Catching up on HitTail

Because I’ve been on holiday in Europe for a month I haven’t been attending to my HitTail results. Naturally, when I checked them out today I found there was rather a large number of them to sort through. Ce la vie.

I thought I’d take a slightly different approach to them this time. Rather than working through them one by one, I’ve gone back to the section called My HitTail where I can see all the results in a kind of graph. The highest search query gets 48 hits, and of course, being HitTail, there are some two or three hundred one hit queries.

The 48 hits related to people looking for Mike Crowl, something I find rather astonishing – unless it means that unconsciously I’ve been searching for my own name regularly. Obviously it means people have been searching for all the other Mike Crowls in the world. It’s not a common name, but common enough.

Brent Stavig still comes up high on the list; this time at second place. He also appears as Brent Stavig Seattle, Brent Stavig Starbucks and just as Stavig. I suspect Stavig is a less common name than Crowl.

Queries to do with my off-the-cuff jokey post about athlete's fingers, come third. But we also get athlete’s fingers/fingers itch/foot hand, even athletes foot tongue! Crikey. And foot blog - you mean there’s someone writing a blog about athletes’ feet? Well, not entirely. Footcaresales in the UK have a blog on foot problems with only three posts in it. Not sure that that really counts as a blog.

The ever popular shrinking shirts continue to make news, and Chrissy Popadics, whom I’d never heard of until I did a blog on her home town and team of Boise.

These hits are all above the twenty mark. In the teens we get only James Berardinelli, one of my favourite online movie reviewers, and the ubiquitous Michael Crowl.

Anna Leese, the opera singer, and Karl Maugham, the NZ painter come in at 7 each, while Ronnie Rinalde, the whistler, and the book, The Coroner’s Lunch come in at 5. When we get to the number 4, we have several queries vying for attention: Andrew J Hiduke, about whom I still know next to nothing; endowment express; the Dunedin website, godunedin; James Mason in the movie, Odd Man Out; a rock group called Lyrical Whips, and finally, Postie.com, which is part of the PayPerPost site. PayPerPost has for some odd reason now changed its name to IZEA, which sounds like something you ought to have in a NZ firm. (I remember reading some while back in The Listener, how New Zealanders tend to hone in on the letter Z, when reading, because subconsciously they have this thing about Z been primarily related to NZ, or New Zealand. And it’s true. I take notice of the letter Z frequently!)
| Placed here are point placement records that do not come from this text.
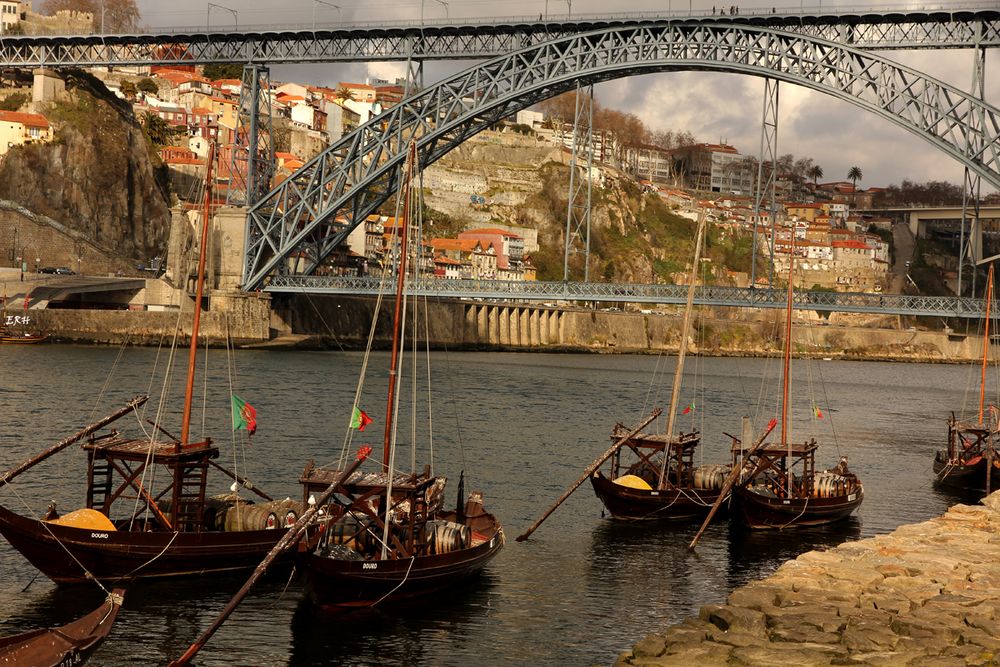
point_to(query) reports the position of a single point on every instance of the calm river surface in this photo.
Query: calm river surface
(579, 592)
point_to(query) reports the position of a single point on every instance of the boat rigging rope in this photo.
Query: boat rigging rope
(805, 506)
(405, 577)
(235, 433)
(430, 412)
(107, 380)
(154, 558)
(156, 421)
(45, 525)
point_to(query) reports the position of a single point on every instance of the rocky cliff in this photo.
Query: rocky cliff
(100, 176)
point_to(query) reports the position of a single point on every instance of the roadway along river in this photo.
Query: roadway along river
(579, 592)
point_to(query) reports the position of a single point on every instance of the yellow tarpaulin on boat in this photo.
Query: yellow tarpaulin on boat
(85, 518)
(633, 482)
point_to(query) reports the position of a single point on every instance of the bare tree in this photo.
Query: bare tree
(118, 15)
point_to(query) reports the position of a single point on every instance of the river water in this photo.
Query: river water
(524, 426)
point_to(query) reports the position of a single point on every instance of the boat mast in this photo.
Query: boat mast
(189, 389)
(682, 350)
(786, 376)
(411, 159)
(986, 344)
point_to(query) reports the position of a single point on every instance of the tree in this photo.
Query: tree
(111, 15)
(855, 175)
(158, 130)
(128, 90)
(815, 173)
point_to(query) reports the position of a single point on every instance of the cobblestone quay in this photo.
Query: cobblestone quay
(925, 594)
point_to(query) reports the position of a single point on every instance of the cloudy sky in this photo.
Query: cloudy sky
(712, 106)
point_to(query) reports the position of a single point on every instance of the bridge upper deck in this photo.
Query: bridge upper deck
(977, 24)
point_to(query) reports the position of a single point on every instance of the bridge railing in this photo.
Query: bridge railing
(549, 292)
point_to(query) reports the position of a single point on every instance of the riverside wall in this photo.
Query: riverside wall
(925, 594)
(473, 325)
(327, 322)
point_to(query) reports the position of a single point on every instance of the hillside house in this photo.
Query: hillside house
(17, 129)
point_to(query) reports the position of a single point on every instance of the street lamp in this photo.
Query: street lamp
(316, 3)
(422, 9)
(208, 15)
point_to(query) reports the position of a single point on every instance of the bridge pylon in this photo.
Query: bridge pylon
(252, 161)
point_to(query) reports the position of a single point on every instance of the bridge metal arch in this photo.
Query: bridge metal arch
(311, 212)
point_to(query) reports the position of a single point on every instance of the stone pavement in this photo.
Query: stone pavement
(925, 594)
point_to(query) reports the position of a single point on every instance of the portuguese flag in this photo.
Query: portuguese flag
(359, 419)
(244, 416)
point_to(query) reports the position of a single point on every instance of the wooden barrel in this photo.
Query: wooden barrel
(711, 476)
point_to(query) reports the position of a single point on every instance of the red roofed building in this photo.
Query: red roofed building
(18, 128)
(508, 247)
(479, 260)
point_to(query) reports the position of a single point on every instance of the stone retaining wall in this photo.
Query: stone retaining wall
(925, 594)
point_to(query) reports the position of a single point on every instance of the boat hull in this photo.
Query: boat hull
(760, 511)
(345, 584)
(970, 476)
(21, 340)
(71, 644)
(121, 556)
(675, 504)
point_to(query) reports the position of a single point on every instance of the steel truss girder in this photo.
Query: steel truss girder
(958, 28)
(252, 162)
(709, 295)
(311, 212)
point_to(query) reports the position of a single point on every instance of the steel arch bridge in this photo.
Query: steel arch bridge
(309, 214)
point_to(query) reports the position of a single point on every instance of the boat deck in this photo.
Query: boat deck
(324, 477)
(140, 449)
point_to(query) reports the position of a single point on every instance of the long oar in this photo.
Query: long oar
(588, 472)
(79, 435)
(293, 535)
(728, 485)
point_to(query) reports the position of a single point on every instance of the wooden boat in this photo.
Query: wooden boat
(147, 509)
(11, 338)
(778, 483)
(660, 480)
(389, 536)
(970, 462)
(70, 644)
(634, 493)
(776, 497)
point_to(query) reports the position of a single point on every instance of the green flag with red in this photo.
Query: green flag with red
(244, 416)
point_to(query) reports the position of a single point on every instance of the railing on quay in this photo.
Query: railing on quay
(549, 292)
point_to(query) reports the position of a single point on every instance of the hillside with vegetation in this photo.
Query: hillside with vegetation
(636, 236)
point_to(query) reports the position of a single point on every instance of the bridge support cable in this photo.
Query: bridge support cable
(767, 167)
(251, 163)
(971, 187)
(580, 181)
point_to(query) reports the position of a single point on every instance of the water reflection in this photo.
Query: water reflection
(412, 633)
(754, 554)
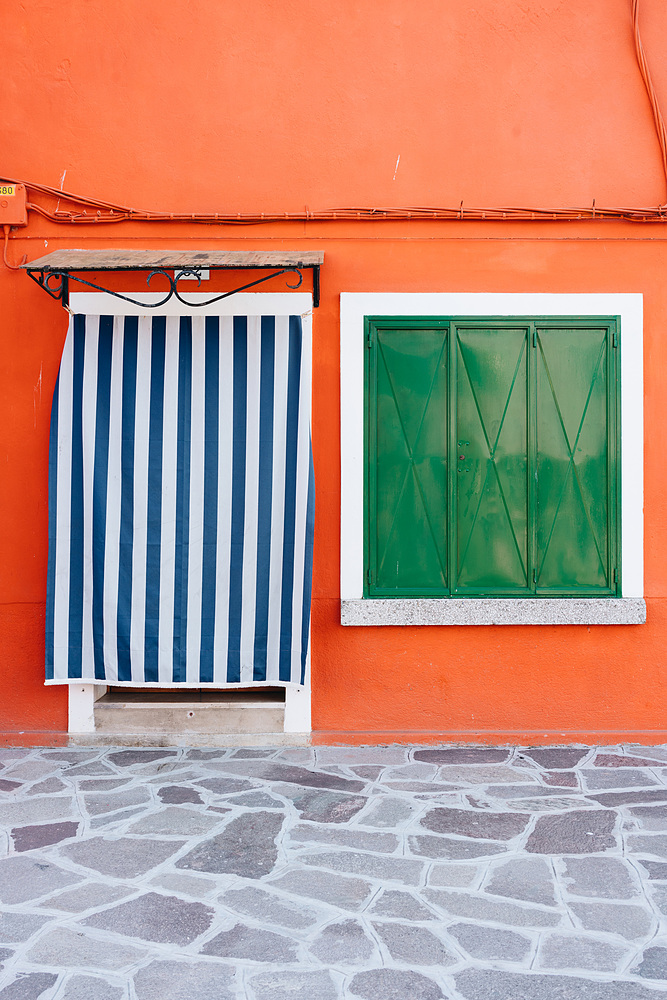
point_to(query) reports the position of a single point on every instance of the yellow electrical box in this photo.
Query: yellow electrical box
(13, 211)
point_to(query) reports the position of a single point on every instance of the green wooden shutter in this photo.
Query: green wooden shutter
(575, 523)
(491, 444)
(407, 461)
(492, 457)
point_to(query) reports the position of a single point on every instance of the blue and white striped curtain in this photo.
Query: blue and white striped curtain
(181, 502)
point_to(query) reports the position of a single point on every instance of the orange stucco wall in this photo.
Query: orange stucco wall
(191, 107)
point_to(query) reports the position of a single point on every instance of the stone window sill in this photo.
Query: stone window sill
(494, 611)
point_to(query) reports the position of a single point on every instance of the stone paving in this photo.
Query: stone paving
(380, 873)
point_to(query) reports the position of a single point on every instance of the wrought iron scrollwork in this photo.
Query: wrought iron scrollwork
(60, 290)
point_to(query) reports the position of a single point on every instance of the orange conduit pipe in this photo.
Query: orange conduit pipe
(95, 211)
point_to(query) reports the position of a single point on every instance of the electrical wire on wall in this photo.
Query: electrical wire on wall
(91, 211)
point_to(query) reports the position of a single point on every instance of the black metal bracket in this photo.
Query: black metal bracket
(59, 289)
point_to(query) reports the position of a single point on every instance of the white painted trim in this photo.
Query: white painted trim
(241, 304)
(495, 611)
(81, 701)
(355, 306)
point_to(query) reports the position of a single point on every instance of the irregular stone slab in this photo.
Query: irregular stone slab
(255, 800)
(113, 819)
(579, 832)
(453, 875)
(524, 878)
(64, 947)
(388, 812)
(102, 784)
(477, 775)
(414, 945)
(98, 803)
(630, 798)
(8, 786)
(556, 758)
(247, 847)
(29, 986)
(511, 792)
(126, 758)
(189, 885)
(124, 858)
(490, 943)
(613, 778)
(482, 984)
(564, 779)
(343, 943)
(95, 768)
(30, 770)
(604, 878)
(463, 904)
(348, 893)
(381, 842)
(294, 986)
(177, 794)
(423, 787)
(394, 984)
(579, 952)
(631, 922)
(324, 807)
(16, 927)
(223, 786)
(28, 878)
(153, 917)
(653, 964)
(554, 804)
(651, 817)
(27, 838)
(393, 903)
(370, 865)
(175, 820)
(648, 844)
(251, 943)
(87, 896)
(461, 755)
(614, 760)
(184, 981)
(275, 771)
(454, 850)
(657, 870)
(385, 756)
(48, 787)
(266, 906)
(91, 988)
(38, 810)
(475, 823)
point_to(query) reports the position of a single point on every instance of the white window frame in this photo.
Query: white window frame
(630, 607)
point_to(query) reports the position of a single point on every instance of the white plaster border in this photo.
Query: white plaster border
(82, 697)
(354, 307)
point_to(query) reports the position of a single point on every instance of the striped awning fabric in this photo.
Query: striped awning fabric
(181, 502)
We’re getting down the list now, and at number 3 we have the following:
Fallacious arguments;
Funky P, in Luxembourg, the band I ‘discovered’ while I was over there;
HitTail itself;
Itchy between fingers;
John Pratt, the man who enjoys making puzzles;
One of my other blogs: Mike Crowl’s Travel Diary;
Rob Roberge, the author of a neo-noir novel;
Shaun Tilby, the basketball player in the Nuggets Team (in Dunedin);
Those Were the Days notes – I presume this relates to some book, but on my site it relates to eating cheese rolls, rolls with cheese too hot to eat and dripping with butter. Nowadays they tend to be soggy, tepid, with a bit of margarine scraped across them.

I’m not going to detail those who made it into number 2, except to mention that to my surprise Kiri te Kanawa is there; Maggie Smith; something to do with design flaws relating to Bill Bryson; Emma Fraser, another singer; Gareth Farr the actor, not the composer (the latter appears under several different queries: Gareth Farr blog/facts/naked/orchestral music of the sea with samples); Kavi Raz, the Indian film actor; Simon O’Neill, another Dunedin opera singer; and Michael Tippett, the composer.

Okay, you say, having read – or skimmed through - all this: What’s the Point? Purely my own satisfaction. I like HitTails’ approach, and I like seeing what people are looking for. That’s it, really. If you want to check out the original posts on any of these topics, you don't need to go to Google.com to do it. Just putting the search query in the search box at the very top of this page will find everything that's been written about any of these subjects.